Polygons

2000006004

Level: 
C
In the parallelogram \(ABCD\), the side \(AB\) is \(10\,\mathrm{cm}\) long, the diagonal \(AC\) measures \(15\,\mathrm{cm}\). The distance of the vertex \(D\) from the diagonal \(AC\) is \(2\,\mathrm{cm}\). What is the distance of the vertex \(D\) from the side \(AB\)?
\(3\,\mathrm{cm}\)
\(4\,\mathrm{cm}\)
\(5\,\mathrm{cm}\)
\(6\,\mathrm{cm}\)

2000006008

Level: 
C
The trapezoid \(KLMN\) has bases \(15\,\mathrm{cm}\) and \(10\,\mathrm{cm}\) long. The point \(T\) is any point of the longer base. The area of the triangle \(MNT\) is \(40\,\mathrm{cm}^2\).
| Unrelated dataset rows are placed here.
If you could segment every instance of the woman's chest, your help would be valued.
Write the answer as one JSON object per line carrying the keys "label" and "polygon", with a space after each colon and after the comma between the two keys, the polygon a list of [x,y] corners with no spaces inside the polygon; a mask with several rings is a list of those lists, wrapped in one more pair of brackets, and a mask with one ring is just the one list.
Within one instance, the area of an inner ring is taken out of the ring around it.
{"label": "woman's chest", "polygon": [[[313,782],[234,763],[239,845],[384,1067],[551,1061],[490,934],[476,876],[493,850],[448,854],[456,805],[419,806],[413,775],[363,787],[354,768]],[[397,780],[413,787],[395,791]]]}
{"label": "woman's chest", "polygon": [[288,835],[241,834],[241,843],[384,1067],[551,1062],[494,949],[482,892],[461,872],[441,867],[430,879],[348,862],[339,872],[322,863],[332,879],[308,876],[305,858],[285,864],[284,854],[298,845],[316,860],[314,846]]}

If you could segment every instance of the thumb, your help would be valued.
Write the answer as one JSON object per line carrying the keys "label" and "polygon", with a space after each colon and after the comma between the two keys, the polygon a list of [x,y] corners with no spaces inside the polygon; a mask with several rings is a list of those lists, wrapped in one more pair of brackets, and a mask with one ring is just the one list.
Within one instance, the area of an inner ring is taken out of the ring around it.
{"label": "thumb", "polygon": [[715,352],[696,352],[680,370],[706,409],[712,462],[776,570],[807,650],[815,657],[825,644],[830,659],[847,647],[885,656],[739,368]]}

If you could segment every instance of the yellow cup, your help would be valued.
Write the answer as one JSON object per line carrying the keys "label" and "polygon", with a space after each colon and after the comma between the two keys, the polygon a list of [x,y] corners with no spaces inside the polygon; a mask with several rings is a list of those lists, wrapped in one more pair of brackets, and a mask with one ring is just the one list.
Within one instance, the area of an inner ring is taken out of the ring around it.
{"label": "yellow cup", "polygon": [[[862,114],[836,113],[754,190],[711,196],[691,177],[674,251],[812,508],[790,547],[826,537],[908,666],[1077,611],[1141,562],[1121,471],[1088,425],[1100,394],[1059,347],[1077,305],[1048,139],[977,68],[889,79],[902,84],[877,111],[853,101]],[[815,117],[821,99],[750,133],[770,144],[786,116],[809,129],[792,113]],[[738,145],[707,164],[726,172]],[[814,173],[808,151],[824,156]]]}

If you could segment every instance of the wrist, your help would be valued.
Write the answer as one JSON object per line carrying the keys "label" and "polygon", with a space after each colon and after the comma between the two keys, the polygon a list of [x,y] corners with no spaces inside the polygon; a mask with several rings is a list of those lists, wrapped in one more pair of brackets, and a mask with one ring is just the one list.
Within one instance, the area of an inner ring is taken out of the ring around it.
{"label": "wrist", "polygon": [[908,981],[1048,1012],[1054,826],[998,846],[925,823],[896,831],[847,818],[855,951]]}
What is the area of the trapezoid \(KLMN\)?
\(100\,\mathrm{cm}^2\)
\(80\,\mathrm{cm}^2\)
\(120\,\mathrm{cm}^2\)
\(50\,\mathrm{cm}^2\)

2010012901

Level: 
C
Consider a circle \( k \) with radius \( 5\,\mathrm{cm} \). In the circle is inscribed a convex quadrilateral \( ABCD \) so that the diagonal \( AC \) is the diameter of the circle, the length of \( BC \) is \( 8\,\mathrm{cm} \), and the length of \( DC \) is \( 5\,\mathrm{cm} \). Determine the length of side \( AD \). (See the picture.)
\(5 \sqrt{3}\,\mathrm{cm} \)
\( 8\,\mathrm{cm} \)
\( 10\,\mathrm{cm} \)
\(3 \sqrt{5}\,\mathrm{cm} \)

2010015003

Level: 
C
\( ABCD \) is a rhombus, the measure of the angle \( DAB \) is \(70^{\circ}\) and the shorter diagonal \( u = 50\,\mathrm{cm} \). Determine the height \(v\) of the rhombus. Round the result to two decimal places.
\( 40.96\,\mathrm{cm} \)
\( 28.68\,\mathrm{cm} \)
\( 71.41\,\mathrm{cm} \)
\( 46.98\,\mathrm{cm} \)

2010018004

Level: 
C
A rectangle-shaped land has dimensions \(5 \times 8\,\mathrm{cm}\) on a map with scale \(1:500\). The owner increased the size of his land by buying some land from his neighbor. The new land has dimensions \(7\times 9\,\mathrm{cm}\) on the map. Find the actual increase of the perimeter of the land (i.e. find the increase in the length of the fence required to enclose the whole land). Give your answer in meters.
\(30\,\mathrm{m}\)
\(15\,\mathrm{m}\)
\(40\,\mathrm{m}\)
\(60\,\mathrm{m}\)

9000124502

Level: 
C
A rectangle-shaped land has dimensions \(3\times 5\, \mathrm{cm}\) on a map with scale \(1\colon 2\: 000\). The owner increased the size of his land by buying some land from his neighbor. The new land has dimensions \(4\times 5\, \mathrm{cm}\) on the map. Find the actual increase of the perimeter of the land (i.e. find the increase in the length of the fence required to enclose the whole land). Give your answer in meters.
\(40\, \mathrm{m}\)
\(20\, \mathrm{m}\)
\(80\, \mathrm{m}\)
\(10\, \mathrm{m}\)

9000150502

Level: 
C
Two hotels and a lake are in a satellite photo. The distance between the hotels is \(400\, \mathrm{m}\) which is \(4\, \mathrm{cm}\) in the photo. The area of the lake in the photo is \(30\, \mathrm{cm}^{2}\). Find the real area of the lake.
\(3\cdot 10^{5}\, \mathrm{m}^{2}\)
\(3\cdot 10^{1}\, \mathrm{m}^{2}\)
\(3\cdot 10^{3}\, \mathrm{m}^{2}\)
There is not enough information to solve this problem.